Sunday 19 September 2010

A manifesto for teaching medical ethics

When I was the course leader for medical ethics in the Warwick Medical School a BMA ethics adviser commented to me, deliberately contentiously, that the thing that had done medical ethics teaching most harm in recent time was the Four Principles approach. His complaint was that, despite explicit guidance as to their use by the authors Beauchamp and Childress, the BMA regularly received calls from doctors saying that they had applied the four principles ‘method’ to a case about which they had worries but seemed to get the wrong answer. This worry formed the base for a paper I wrote at the time in which I tried to diagnose what led to this confusion. I do not think, however, that I aimed at the most significant target.

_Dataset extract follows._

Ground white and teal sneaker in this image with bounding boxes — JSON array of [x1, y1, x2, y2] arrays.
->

What seems to have gone wrong in the examples I was told about is not so much a failure to think through the metaphysics of values, a thinking through which would lead, I thought and still think, to a realisation that there must be something more in play than ethical principles, but rather an underlying picture of the ethical knowledge in play. The misunderstanding of the Four Principles approach (a misunderstanding which is inevitable, I think) is to think that the kind of ethical knowledge that they might underpin as a form of technical knowledge. The idea of technical knowledge I have in mind is that of a relatively insulated domain which works in accordance with general principles. Perhaps the checking of computer algorithms or the initial servicing of a modern car. Applying the four principles method, if there were one, would be a similar technical matter.

The irony of this is that medical ethics teaching was often seen as a necessary adjunct to a proper training in medical science. The latter gave students a theoretical grounding in pathology and treatment options but did not provide a way of thinking about more broadly proper care. Getting the science bit right – as Jennifer Aniston has taught us to say – threatened to decontextualise students’ understanding of the practice of medicine. A dollop of medical ethics teaching was supposed to address this. The irony is that the most common vehicle for an ethical education – B&C’s four principles – might then be taken by the students as a similar technical exercise.

There are a number of solutions to this which include abolishing the ghetto of a free-standing medical ethics week and moving ethical considerations into the rest of the syllabus; looking seriously at the kind of ethical framework guidance offered; and widening the role and range of values to be taken into consideration (Bill Fulford’s work on values based practice is a good starting point). But I think a key issue is the idealised view of technical expertise. If one teaches students about the importance of a background of context-sensitive empirical judgements (both practical and theoretical) to underpin islands of well behaved technical knowledge, they will neither have an unrealistic aim to have merely technical knowledge of ethical matters nor be suspicious if uncodified judgement is found to play a role in assessing values. It’s all part of clinical judgement.